Richard WhiteJeff Corness

Counterplay

Richard WhiteJeff Corness
Counterplay

Counterplay


1994

About

Counterplay tells the story of union, loss, love and betrayal, pursuit and flight.

Karen Jamieson and Jeff Corness’s 10th collaboration together, Counterplay, is “a return to a more conventional division of labour; to the antithesis of the kind of collaboration Jamieson and Corness have been straining toward in works like Gawa Gyani and Tales of Descent. In these earlier pieces the two sought to erase the lines between their respective disciplines. ‘I’m trying to find the dance language without it being tangled up with the language of music, the language of acting,’ Jamieson says.

Where Tales of Descent was entirely dependent on the multidisciplinary talents of its performers, Counterplay is trying to tell its story through music and dance alone, without spoken text.

‘We’re interested in observing the boundaries, not crossing them this time,’ Corness says. ‘It’s a point-counterpoint thing.’ Jamieson adds: ‘What we’re looking for is maximum union, and at the same time maximum separation.’

Corness scored the piece for cello, bass clarinet, percussion, piano and tape and electronics. To match Jamieson’s pairs of opposites, Corness juxtaposed fragmenting sounds with sustains, for instance. In the second act, where Jamieson is exploring the notion of ‘Prisoner’ and ‘Liberator’ Corness matched the first with a baroque passacaglia, a rigid box of repeating bass notes in which a whole-tone melody can be fitted; the second, ‘Liberator’ voice, is a clarinet solo, gestural and free in the manner of John Zorn.”

- Michael Scott
“Opposites attract Jamieson back within the boundaries”
The Vancouver Sun, May 19, 1994

The People

Composer: Jeff Corness

Choreographer: Karen Jamieson

Performers: Chantal Deeble, Kay Huang, Hiromoto Ida, Karen Jamieson, Jud Martell, and Andrew Olewine

Musicians: Peter Hurst, piano; Jeff Corness, synthesizers; Lauri Lyster, percussion; Lori Freedman, clarinets; Peggy Lee, cello

Costume Designer: Charlotte Burke

Lighting Design: Gerald King

Assistant to the Artistic Director: Daina Balodis

Advisor: Doreen Jensen

Dance Teacher: Aaron Shields


Reviews

“Like a Rorshach inkblot, Karen Jamieson and Jeff Corness’ latest work, Counterplay, can mean anything the beholder’s subconscious needs it to mean. Hunter and hunted, oppressor and oppressed, composer and choreographer, the Other and the Self, Counterplay calls up a host of symbiotic possibilities. But in a radical and perplexing departure from a decade of previous work, Jamieson and Corness offer no signposts – as if two magical realist painters had switched overnight to abstract expressionism.
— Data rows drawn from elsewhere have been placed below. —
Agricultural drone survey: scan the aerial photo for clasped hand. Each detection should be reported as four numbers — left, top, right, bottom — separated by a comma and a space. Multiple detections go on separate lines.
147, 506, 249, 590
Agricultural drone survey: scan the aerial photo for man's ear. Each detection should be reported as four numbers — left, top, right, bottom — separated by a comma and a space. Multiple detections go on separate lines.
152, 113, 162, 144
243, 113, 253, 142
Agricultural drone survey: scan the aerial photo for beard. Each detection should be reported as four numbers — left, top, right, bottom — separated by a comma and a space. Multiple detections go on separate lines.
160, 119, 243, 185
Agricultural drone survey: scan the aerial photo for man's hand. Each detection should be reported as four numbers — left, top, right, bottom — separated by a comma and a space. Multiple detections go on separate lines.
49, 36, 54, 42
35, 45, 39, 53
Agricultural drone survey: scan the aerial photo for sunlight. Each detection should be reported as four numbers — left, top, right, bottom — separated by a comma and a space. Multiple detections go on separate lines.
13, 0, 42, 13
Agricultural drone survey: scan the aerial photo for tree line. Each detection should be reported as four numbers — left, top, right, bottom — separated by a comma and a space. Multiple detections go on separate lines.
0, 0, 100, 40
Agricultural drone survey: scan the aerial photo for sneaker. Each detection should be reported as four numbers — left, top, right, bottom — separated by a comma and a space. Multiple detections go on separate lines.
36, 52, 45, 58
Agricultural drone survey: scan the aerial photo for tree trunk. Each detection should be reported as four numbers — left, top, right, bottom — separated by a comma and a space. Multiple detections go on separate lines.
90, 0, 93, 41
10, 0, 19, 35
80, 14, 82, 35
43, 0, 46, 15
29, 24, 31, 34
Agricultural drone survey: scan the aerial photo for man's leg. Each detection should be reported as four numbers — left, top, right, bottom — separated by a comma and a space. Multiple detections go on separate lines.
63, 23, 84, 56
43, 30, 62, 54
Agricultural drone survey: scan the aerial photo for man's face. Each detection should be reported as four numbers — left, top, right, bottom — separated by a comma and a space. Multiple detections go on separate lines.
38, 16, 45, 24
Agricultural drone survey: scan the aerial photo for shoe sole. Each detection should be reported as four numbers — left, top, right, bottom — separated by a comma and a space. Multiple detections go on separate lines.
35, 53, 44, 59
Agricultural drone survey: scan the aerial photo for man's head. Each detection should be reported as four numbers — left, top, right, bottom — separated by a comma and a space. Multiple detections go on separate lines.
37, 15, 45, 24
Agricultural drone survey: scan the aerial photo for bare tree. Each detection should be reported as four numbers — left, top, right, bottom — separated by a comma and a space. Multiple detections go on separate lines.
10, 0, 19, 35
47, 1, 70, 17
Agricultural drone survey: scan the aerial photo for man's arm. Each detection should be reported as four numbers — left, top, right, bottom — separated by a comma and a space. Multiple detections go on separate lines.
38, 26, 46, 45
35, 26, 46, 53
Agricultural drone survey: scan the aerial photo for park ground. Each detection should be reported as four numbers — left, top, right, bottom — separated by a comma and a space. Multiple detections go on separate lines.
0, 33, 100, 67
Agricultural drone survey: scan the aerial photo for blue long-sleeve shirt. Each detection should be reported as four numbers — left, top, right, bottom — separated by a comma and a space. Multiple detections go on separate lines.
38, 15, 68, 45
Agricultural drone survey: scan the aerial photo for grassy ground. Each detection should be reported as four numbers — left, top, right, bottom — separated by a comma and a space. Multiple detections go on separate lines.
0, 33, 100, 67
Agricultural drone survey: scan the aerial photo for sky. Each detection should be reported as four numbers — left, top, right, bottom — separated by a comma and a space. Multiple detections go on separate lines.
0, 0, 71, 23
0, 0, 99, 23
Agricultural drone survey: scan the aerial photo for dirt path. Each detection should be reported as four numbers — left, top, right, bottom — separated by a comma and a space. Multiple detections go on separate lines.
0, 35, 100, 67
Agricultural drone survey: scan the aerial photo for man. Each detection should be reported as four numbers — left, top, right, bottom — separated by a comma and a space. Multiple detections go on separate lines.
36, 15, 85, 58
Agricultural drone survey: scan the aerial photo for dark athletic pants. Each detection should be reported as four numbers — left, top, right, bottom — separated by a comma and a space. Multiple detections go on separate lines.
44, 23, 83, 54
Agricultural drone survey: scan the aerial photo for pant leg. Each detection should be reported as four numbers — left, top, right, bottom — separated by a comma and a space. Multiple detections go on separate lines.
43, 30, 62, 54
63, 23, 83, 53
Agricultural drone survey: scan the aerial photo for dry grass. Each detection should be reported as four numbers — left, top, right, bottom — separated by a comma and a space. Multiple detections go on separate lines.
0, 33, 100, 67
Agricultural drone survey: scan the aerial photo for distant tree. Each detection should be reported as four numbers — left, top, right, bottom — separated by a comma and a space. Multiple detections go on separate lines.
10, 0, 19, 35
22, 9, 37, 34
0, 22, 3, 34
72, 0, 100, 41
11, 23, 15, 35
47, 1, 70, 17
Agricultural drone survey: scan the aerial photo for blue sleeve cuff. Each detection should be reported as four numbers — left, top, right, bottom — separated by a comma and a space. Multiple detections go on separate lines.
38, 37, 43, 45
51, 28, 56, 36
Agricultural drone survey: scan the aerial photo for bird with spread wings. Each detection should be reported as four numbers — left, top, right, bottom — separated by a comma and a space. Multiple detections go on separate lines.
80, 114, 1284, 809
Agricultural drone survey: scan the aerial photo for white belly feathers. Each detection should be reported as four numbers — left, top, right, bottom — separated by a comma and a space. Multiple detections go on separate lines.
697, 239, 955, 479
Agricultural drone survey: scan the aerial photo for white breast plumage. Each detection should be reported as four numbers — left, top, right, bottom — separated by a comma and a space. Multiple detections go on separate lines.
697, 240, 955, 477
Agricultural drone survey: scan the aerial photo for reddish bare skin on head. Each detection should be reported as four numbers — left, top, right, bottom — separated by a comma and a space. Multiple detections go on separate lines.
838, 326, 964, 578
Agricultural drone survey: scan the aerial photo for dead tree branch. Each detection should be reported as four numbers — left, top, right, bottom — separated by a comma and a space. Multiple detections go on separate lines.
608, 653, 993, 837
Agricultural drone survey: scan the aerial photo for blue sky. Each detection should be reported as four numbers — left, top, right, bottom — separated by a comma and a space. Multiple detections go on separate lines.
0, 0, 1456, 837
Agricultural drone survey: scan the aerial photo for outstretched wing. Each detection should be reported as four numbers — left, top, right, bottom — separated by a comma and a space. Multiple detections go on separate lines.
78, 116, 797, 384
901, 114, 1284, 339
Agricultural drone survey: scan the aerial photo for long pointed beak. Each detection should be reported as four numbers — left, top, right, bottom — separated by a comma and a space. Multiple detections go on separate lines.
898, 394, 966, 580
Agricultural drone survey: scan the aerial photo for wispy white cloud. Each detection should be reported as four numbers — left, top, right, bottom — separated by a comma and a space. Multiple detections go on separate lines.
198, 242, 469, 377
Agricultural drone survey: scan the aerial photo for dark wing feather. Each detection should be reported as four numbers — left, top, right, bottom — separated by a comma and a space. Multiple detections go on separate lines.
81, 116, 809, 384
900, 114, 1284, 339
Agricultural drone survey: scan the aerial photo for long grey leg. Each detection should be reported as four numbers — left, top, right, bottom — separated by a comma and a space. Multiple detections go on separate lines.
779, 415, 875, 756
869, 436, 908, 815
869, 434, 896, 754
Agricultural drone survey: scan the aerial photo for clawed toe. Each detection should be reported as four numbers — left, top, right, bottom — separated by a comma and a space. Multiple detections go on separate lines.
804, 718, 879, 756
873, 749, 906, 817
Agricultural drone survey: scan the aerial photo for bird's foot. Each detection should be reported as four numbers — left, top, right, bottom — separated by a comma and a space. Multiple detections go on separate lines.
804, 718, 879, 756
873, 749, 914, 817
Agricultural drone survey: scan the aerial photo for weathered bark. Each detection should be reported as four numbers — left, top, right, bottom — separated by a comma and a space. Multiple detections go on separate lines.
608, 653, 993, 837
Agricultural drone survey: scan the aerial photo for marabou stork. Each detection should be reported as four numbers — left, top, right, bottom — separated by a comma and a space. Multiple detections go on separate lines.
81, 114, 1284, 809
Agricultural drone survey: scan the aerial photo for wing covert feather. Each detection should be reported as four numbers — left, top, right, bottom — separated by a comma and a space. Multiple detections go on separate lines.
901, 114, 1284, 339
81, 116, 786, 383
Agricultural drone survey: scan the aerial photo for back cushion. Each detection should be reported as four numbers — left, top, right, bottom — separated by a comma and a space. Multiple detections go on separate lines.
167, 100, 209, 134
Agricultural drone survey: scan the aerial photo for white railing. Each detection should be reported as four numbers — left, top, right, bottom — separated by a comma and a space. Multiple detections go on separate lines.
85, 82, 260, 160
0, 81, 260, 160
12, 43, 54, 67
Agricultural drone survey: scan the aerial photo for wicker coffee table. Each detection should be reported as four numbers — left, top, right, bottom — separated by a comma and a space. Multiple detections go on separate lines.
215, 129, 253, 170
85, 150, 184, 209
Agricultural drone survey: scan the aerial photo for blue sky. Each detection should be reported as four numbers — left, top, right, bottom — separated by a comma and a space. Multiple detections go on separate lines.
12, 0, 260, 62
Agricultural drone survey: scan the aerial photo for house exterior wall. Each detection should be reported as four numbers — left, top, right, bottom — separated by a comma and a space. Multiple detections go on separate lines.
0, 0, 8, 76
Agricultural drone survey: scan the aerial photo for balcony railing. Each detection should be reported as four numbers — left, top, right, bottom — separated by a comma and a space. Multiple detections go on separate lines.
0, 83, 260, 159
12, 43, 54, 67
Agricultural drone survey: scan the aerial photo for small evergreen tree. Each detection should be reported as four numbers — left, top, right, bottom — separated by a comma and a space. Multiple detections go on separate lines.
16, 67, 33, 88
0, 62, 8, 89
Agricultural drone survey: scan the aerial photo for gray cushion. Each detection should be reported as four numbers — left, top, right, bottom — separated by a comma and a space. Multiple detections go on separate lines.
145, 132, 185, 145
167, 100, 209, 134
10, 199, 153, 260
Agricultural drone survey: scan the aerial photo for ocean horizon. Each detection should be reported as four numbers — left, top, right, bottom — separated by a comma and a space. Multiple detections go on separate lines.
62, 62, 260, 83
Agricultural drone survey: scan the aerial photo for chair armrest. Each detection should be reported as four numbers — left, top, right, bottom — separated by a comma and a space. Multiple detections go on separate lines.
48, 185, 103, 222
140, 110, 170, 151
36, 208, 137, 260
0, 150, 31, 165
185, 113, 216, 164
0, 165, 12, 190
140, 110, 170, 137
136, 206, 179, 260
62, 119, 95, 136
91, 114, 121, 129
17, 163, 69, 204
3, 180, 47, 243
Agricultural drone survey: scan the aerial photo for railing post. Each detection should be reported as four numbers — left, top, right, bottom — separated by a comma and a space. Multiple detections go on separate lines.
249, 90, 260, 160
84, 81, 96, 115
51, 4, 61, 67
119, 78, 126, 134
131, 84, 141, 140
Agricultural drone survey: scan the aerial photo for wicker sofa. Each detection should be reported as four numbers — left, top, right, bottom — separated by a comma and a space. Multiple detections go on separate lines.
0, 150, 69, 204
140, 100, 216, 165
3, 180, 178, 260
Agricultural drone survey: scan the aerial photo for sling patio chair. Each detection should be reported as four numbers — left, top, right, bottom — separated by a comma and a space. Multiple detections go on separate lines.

Counterplay comes unadorned: pure movement meeting pure music. Counterplay is a dark and elusive work, without question. But offers proof of the white heat Jamieson and Corness still draw from one another.”

- Michael Scott
“Counterplay puts pure movement to pure music”
The Vancouver Sun, May 27, 1994

“By far the most polished and concise of her recent ventures, Counterplay is a complex and moving production.

In Counterplay, although Jamieson reverts to letting dancers dance and musicians make music, she has not thrown the baby out with the bath water. She uses her fascination with classical archetypes as a framework inside which opposing dynamics create a sense of mystery and tension in dance.

In the absence of linear plot development, the audience is free to elaborate on the clues to the mysteries of Counterplay. Opposites are teasingly aligned: in choreography that alludes to the classical and the modern, in polarizing emotional states, and even in simple placement of the heroes on facing balconies, the only set pieces.

Yet some of the most powerful scenes occur when the ensemble dances. They spin like tops, catch one another in mid-flight, and hurl themselves into a writhing pile of bodies in a style halfway between a scrimmage and a scene from Hieronymus Bosch. Anguished or menacing, they convey the tortured earnestness of Jamieson’s search for the language of dance. The whole work is sensuous in the extreme, and universal in its bittersweet revelation of the ability in all of us to turn against one another.”